« J'assume la responsabilité. » Thomas Tuchel n'a pas éludé les questions après l'élimination de l'Angleterre en demi-finale de la Coupe du monde 2026. Interrogé par la presse avant le match pour la troisième place contre la France, le sélectionneur allemand a défendu ses décisions tactiques, tout en reconnaissant que son équipe était devenue « trop passive » en fin de rencontre.

L'Angleterre menait 1-0 grâce à un but d'Anthony Gordon à la 55e minute, avant de s'incliner 2-1 sur des réalisations d'Enzo Fernandez (85e) et de Lautaro Martinez (90e+2), toutes deux servies par Lionel Messi. Pour protéger cet avantage, Tuchel a effectué des changements défensifs à la 82e minute, remplaçant Reece James par Dan Burn et Declan Rice par Nico O'Reilly, et a fait reculer son bloc.

« Nous avons concédé trop de centres et trop d'occasions juste après notre but, a-t-il expliqué. Nous sommes donc passés à une défense à cinq pour fermer les espaces intérieurs et être plus forts dans les airs. Mais, bien sûr, la responsabilité incombe à l'entraîneur. Et si cela ne fonctionne pas, il est facile de dire que c'était une erreur. »

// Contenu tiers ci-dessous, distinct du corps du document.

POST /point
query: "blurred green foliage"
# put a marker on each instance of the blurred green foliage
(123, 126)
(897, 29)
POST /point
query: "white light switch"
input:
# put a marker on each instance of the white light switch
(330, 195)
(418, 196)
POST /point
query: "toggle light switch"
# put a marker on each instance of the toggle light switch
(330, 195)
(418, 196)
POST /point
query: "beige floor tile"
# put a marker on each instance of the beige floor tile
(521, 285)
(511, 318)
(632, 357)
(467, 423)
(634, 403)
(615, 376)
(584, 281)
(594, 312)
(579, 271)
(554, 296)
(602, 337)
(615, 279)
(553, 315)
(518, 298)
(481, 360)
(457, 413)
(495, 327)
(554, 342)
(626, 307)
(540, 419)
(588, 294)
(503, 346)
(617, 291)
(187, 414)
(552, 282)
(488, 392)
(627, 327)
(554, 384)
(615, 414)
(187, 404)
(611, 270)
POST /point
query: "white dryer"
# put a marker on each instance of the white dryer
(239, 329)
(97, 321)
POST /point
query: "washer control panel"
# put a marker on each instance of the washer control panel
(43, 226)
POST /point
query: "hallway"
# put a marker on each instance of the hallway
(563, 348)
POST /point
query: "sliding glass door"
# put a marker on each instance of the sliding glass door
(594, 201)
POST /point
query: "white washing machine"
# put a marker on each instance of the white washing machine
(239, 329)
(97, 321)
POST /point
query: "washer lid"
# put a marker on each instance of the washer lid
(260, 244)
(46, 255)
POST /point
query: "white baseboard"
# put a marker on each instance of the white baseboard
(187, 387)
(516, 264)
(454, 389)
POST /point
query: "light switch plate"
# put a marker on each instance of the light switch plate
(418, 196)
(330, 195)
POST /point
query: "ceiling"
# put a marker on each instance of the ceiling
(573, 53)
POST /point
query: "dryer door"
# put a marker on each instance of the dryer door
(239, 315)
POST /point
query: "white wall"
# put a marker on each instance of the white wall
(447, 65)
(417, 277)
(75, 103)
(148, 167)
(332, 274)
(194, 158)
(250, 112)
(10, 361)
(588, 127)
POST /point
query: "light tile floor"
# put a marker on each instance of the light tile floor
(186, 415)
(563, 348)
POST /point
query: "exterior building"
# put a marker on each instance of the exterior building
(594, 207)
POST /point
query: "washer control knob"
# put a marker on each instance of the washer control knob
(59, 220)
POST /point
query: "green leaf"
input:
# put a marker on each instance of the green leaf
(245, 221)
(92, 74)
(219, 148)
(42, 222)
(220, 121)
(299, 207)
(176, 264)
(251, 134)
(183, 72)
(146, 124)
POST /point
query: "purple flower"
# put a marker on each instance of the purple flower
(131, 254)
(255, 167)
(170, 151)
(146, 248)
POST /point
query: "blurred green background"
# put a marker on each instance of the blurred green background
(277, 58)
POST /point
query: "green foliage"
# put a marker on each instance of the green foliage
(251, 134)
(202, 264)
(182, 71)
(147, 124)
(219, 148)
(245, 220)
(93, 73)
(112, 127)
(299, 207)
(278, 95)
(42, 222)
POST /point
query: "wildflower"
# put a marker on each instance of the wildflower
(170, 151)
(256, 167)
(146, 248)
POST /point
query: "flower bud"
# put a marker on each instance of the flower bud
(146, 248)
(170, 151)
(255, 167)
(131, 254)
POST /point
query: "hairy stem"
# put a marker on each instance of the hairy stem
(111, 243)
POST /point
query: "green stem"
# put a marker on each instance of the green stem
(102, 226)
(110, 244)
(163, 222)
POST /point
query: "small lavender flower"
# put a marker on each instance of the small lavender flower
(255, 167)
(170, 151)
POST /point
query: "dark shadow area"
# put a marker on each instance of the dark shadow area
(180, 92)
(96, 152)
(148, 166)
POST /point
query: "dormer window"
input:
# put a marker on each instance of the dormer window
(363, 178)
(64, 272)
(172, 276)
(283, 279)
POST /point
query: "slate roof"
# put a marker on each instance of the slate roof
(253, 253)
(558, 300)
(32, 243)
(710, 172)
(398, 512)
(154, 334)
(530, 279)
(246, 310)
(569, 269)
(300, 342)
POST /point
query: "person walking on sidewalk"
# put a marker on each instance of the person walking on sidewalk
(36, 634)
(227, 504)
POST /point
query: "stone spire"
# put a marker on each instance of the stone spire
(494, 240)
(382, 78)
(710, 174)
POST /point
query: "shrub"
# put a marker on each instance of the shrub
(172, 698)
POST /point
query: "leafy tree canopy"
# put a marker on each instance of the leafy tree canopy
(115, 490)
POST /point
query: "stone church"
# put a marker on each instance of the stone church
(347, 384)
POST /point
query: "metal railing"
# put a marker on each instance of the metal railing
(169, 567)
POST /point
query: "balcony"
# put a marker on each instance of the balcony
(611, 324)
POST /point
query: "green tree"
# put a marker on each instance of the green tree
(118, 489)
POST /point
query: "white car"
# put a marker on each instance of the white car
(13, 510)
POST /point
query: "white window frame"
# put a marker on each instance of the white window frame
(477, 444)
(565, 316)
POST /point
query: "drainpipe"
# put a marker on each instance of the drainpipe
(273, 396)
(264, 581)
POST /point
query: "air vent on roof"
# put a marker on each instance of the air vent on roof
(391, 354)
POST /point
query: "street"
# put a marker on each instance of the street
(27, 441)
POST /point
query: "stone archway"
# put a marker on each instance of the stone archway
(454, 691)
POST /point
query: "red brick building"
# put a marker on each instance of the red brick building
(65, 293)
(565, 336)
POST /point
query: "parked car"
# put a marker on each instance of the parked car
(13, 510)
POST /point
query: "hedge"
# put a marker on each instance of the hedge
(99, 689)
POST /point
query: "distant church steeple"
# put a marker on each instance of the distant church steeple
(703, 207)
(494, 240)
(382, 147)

Le technicien de 52 ans a insisté sur le fait qu'il n'avait « aucun regret » et a refusé de se livrer à un « jeu de reproches ». Il a décrit cette défaite comme une « cicatrice que nous portons désormais », ajoutant que son équipe ressentait la douleur plus que quiconque. « Si vous avez besoin de quelqu'un à blâmer, je prends la responsabilité », a-t-il déclaré, tout en soulignant que l'esprit d'équipe n'était pas à remettre en cause.

Des choix contestés dans le vestiaire

Cette gestion de la fin de match, qualifiée de « passive » par plusieurs observateurs, a également été débattue au sein du groupe anglais. Plusieurs sources indiquent que des cadres de l'équipe ont été déçus par les consignes tactiques données dans les dernières minutes. Le repli précoce et le passage en défense à cinq ont été perçus comme un abandon de l'initiative, alors que l'Angleterre tenait le score.

Tuchel a depuis minimisé cette version, affirmant que le plan n'avait jamais été de reculer autant et que le problème relevait davantage d'une incapacité à garder le contrôle du ballon, qu'il a attribuée à « l'ADN » du football anglais. « Ce n'est peut-être pas dans notre ADN de contrôler le jeu et le ballon », a-t-il glissé, une déclaration qui a alimenté les critiques.

Un bilan en demi-teinte pour l'avenir

Malgré cette élimination, l'avenir de Tuchel à la tête de la sélection ne semble pas immédiatement menacé. Il a signé une prolongation de deux ans en février dernier, le liant à l'Angleterre jusqu'à l'Euro 2028, que le pays co-organisera. Selon plusieurs analystes, son départ ne serait pas une bonne décision, même s'il n'a pas atteint l'objectif fixé.

« Tuchel a été engagé pour gagner ce tournoi, il l'a dit lui-même, rappelle l'ancien attaquant Alan Shearer. Il a fait des erreurs avec le repli défensif et ses changements. Mais cela ne signifie pas que son temps est révolu. »

L'Angleterre disputera samedi le match pour la troisième place contre la France à Miami. Une victoire permettrait aux Three Lions de réaliser leur meilleure performance en Coupe du monde masculine depuis leur sacre de 1966. Avant cette rencontre, Tuchel a prononcé un discours émouvant devant son groupe, les encourageant à surmonter leur déception et à terminer le tournoi sur une note positive. « Je suis fier de leurs efforts », a-t-il notamment souligné.

« Le poids de 60 ans de souffrance »

Cette nouvelle désillusion s'ajoute à une longue série de « presque » pour l'Angleterre, qui enchaîne les échecs en phase finale (défaite en demi-finale du Mondial 2018, finales perdues de l'Euro 2020 et 2024). Pour de nombreux commentateurs, ce revers en demi-finale, après avoir mené au score, est particulièrement cruel.

« Les soixante ans de souffrance pèsent lourd sur les épaules des joueurs anglais », analyse un spécialiste. Le débat est désormais ouvert : ce groupe manque-t-il de qualité globale, malgré l'effort, l'esprit et les moments de génie ? Ou bien le vrai problème réside-t-il dans l'incapacité à gérer les grands rendez-vous ? La réponse ne viendra peut-être qu'à l'Euro 2028, sur le sol anglais.